Er weiß wohl, dass derartige Rechte, sind sie einmal verschwunden, sich nicht so leicht wieder herstellen lassen. Der Artikel ist nicht zwingend der eines misanthropischen Technologie-Verächters. Auch wenn er es sich ein wenig einfach macht, wenn er die Schuld nur bei der Technik sieht und nicht bei den Menschen, die sie nutzen.

Und da setzt dann auch Kritik an dem Text an. Er macht es sich ein wenig einfach, wenn er die Schuld bei der Technologie sucht und nicht etwa im Versagen der Politik bzw. des Liberalismus, der Sozialdemokratie (damit meine ich nicht die Partei) und der ethischen Verantwortung der Wirtschaft.
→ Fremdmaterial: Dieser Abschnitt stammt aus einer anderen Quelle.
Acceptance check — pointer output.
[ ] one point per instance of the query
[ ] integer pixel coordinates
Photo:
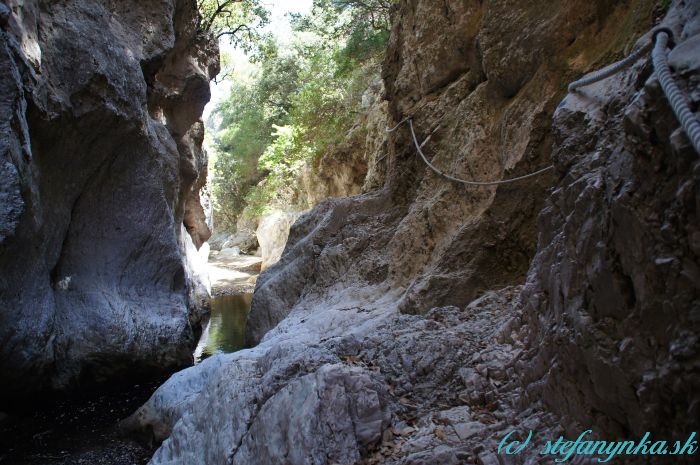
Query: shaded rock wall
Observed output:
(604, 334)
(100, 149)
(468, 68)
(612, 303)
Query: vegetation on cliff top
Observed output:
(297, 100)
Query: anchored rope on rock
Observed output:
(611, 69)
(662, 38)
(419, 148)
(673, 93)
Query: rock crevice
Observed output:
(101, 141)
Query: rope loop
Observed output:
(661, 41)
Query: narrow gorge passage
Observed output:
(285, 233)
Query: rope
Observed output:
(674, 95)
(610, 69)
(662, 37)
(419, 148)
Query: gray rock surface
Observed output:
(400, 287)
(612, 300)
(101, 164)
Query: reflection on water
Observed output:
(225, 331)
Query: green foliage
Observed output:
(303, 100)
(239, 20)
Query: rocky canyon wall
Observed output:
(489, 97)
(101, 161)
(411, 325)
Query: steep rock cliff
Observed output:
(612, 302)
(604, 334)
(100, 149)
(488, 97)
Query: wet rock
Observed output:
(611, 299)
(100, 167)
(272, 233)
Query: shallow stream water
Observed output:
(225, 331)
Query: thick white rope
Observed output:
(673, 93)
(611, 69)
(419, 148)
(678, 101)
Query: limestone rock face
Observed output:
(491, 96)
(101, 164)
(358, 164)
(272, 233)
(604, 333)
(612, 294)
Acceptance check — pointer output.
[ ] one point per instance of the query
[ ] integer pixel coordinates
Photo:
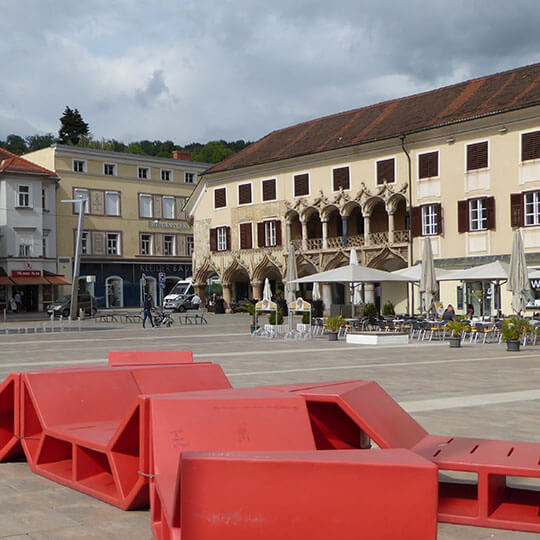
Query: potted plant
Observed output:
(513, 329)
(456, 330)
(333, 324)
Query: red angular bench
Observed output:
(487, 490)
(87, 427)
(308, 495)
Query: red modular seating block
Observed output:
(10, 429)
(227, 420)
(308, 495)
(153, 358)
(483, 482)
(87, 428)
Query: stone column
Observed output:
(326, 298)
(256, 287)
(227, 296)
(325, 234)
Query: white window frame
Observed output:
(149, 248)
(146, 196)
(270, 238)
(114, 169)
(429, 220)
(172, 244)
(113, 239)
(168, 198)
(79, 165)
(221, 234)
(478, 214)
(166, 175)
(109, 194)
(531, 208)
(147, 170)
(24, 196)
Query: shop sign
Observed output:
(26, 273)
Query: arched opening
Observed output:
(114, 292)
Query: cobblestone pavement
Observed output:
(478, 390)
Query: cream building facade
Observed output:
(135, 228)
(460, 165)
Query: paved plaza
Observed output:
(478, 390)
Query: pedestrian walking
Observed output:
(148, 311)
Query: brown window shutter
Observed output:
(213, 239)
(490, 213)
(463, 216)
(385, 171)
(416, 221)
(269, 190)
(260, 234)
(220, 198)
(278, 232)
(477, 155)
(530, 146)
(244, 194)
(516, 210)
(438, 209)
(245, 236)
(301, 185)
(341, 178)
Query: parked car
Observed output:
(62, 306)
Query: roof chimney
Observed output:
(186, 156)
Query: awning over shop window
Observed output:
(58, 280)
(27, 280)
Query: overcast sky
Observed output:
(199, 70)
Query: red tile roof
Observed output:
(15, 164)
(485, 96)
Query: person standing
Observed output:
(148, 310)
Er könnte auf Parteien, Wahlsysteme usw. einprügeln, aber er hat sich die Technologie ausgesucht.

Der Verzicht auf Technologie ändert aber nichts am Status Quo, auch wenn er das gerne hätte. Er glaubt, dass man durch den Verzicht die Angriffe auf Bürgerrechte und die Postdemokratie trocken legen kann (“Pleite gehen lassen”), versäumt aber den Blick etwas weiter zurückzuwerfen. Denn die Geburt der Probleme liegt nicht in den 2000er Jahren, sondern im Zusammenbruch des Kommunismus zu Beginn der 90er. Seitdem hat der Kapitalismus kein Gegengewicht in Form eines anderen Systems, er hat sich gewandelt und der Postdemokratie Tür und Tor geöffnet. Deswegen greifen die “Regeln” von Enzensberger auch zu kurz, sie sind ein trauriger Versuch, die Notbremse zu ziehen, um bestimmte Symptome zu bekämpfen, verbunden mit der Hoffnung, dass das “System” dann schon wieder zur Vernunft kommen würde.

Das Bedauerliche an dem Text ist eigentlich, dass er so hilflos wirkt. Wenn selbst jemand wie Enzensberger nur noch zu symbolischen Mitteln auffordert, wenn ihm nicht mal mehr ein Angriff auf die Staatsphilosophie gelingt, wenn ihm keine andere Lösung einfällt als die Technologie zu verbannen, dann ist das schon eine kleine Bankrotterklärung.